Value Override Files
The chart ships with two override files for staged deployments. ArgoCD or Kargo applies these during promotion.
values-beta.yaml — Beta / Integration Testing
Purpose: Integration testing environment deployed to stonks-oracle-beta namespace. Shares infrastructure with paper but uses isolated database (stonks_beta), Redis DB index (1), and separate ingress hostnames.
Key overrides:
| Key | Beta Value | Reason |
|---|---|---|
pipelineEnabled |
true |
Services deployed (ArgoCD health checks), but pipeline defaults to OFF via PIPELINE_DEFAULT_OFF. |
config.DEPLOY_STAGE |
beta |
Isolates Redis keys (stonks:beta:*) and MinIO buckets (beta-stonks-*). |
config.POSTGRES_DB |
stonks_beta |
Separate database for beta data. |
config.REDIS_DB |
1 |
Separate Redis DB index. |
config.LOG_LEVEL |
DEBUG |
Verbose logging for debugging. |
config.TRADING_ENABLED |
false |
Safety net — no order submission in beta. |
config.PIPELINE_DEFAULT_OFF |
true |
Scheduler won't enqueue jobs unless explicitly enabled. |
config.OLLAMA_MODEL |
qwen3.6 |
May use a different model version for testing. |
trino.enabled |
false |
Analytics stack disabled in beta. |
hiveMetastore.enabled |
false |
Analytics stack disabled in beta. |
superset.enabled |
false |
Analytics stack disabled in beta. |
Beta ingress hostnames:
| Service | Hostname |
|---|---|
| Query API | stonks-api-beta.celestium.life |
| Symbol Registry | stonks-registry-beta.celestium.life |
| Dashboard | stonks-beta.celestium.life |
| Trading Engine | stonks-trading-beta.celestium.life |
| Superset | (disabled) |
| Trino | (disabled) |
values-paper.yaml — Paper Trading
Purpose: Paper trading environment with real market data but simulated order execution via Alpaca's paper trading API. Deployed to the main stonks-oracle namespace.
Key overrides:
| Key | Paper Value | Reason |
|---|---|---|
config.BROKER_MODE |
paper |
Simulated order execution. |
config.BROKER_PROVIDER |
alpaca |
Alpaca paper trading API. |
config.TRADING_ENABLED |
true |
Trading engine active. |
config.POSTGRES_DB |
stonks_paper |
Separate database for paper trading data. |
config.POSTGRES_USER |
stonks_paper |
Separate database user. |
config.REDIS_DB |
2 |
Separate Redis DB index. |
config.DEPLOY_STAGE |
paper |
Stage identifier. |
config.LOG_LEVEL |
INFO |
Standard logging. |
services.extractor.replicas |
1 |
Single replica (GPU bottleneck). |
Paper ingress hostnames:
| Service | Hostname |
|---|---|
| Query API | stonks-paper-api.celestium.life |
| Symbol Registry | stonks-paper-registry.celestium.life |
| Dashboard | stonks-paper.celestium.life |
| Superset | stonks-paper-dash.celestium.life |
| Trino | stonks-paper-trino.celestium.life |
| Trading Engine | stonks-paper-trading.celestium.life |
Deployment Stage Progression
values-beta.yaml values-paper.yaml values.yaml (base)

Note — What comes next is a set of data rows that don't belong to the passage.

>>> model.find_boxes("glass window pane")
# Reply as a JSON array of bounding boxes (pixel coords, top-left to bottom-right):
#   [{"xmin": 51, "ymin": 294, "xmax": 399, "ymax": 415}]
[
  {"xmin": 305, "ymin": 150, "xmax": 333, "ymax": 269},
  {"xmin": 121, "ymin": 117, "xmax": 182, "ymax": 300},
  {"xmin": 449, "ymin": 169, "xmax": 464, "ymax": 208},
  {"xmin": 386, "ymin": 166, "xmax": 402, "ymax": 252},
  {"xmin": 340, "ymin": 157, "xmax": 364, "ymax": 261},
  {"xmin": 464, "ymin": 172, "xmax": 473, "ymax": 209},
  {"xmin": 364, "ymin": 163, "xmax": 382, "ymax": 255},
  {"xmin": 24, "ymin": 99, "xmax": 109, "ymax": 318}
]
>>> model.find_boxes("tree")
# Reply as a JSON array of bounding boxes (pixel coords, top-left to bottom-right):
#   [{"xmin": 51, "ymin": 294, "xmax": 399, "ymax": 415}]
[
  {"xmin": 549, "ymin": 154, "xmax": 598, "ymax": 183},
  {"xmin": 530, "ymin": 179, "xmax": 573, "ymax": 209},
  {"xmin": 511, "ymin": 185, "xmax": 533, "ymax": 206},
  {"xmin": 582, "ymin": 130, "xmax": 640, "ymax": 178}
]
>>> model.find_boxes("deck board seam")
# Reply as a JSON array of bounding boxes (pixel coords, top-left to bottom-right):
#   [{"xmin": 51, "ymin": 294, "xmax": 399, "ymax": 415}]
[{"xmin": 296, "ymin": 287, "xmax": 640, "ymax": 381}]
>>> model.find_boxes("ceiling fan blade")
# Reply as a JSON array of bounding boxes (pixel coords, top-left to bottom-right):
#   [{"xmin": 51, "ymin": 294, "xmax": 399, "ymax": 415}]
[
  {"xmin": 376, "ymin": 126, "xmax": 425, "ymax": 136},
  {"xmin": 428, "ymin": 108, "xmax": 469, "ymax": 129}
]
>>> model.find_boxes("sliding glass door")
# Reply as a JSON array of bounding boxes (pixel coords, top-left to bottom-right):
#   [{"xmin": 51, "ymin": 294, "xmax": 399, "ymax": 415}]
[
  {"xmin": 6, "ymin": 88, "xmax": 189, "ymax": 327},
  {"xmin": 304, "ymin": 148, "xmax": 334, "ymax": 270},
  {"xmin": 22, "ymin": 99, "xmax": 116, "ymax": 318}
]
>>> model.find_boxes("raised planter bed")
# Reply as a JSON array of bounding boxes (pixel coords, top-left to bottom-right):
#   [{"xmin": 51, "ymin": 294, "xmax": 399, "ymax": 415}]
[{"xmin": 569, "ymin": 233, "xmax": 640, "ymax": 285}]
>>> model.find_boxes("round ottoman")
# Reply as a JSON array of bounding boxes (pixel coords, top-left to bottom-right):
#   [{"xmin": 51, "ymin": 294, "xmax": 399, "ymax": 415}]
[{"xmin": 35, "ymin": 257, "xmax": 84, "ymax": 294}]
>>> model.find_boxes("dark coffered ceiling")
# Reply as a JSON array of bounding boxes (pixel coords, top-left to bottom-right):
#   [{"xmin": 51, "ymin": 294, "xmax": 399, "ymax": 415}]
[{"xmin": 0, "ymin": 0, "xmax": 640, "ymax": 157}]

Beta → Paper Trading → Production
Integration Simulated orders Live trading
testing Real market data Real orders
Pipeline OFF Pipeline ON Pipeline ON
Trading OFF Trading ON Trading ON
Analytics OFF Analytics ON Analytics ON
Promotion between stages is managed by Kargo/ArgoCD. CI sets the image tag, and the promotion pipeline applies the appropriate values file.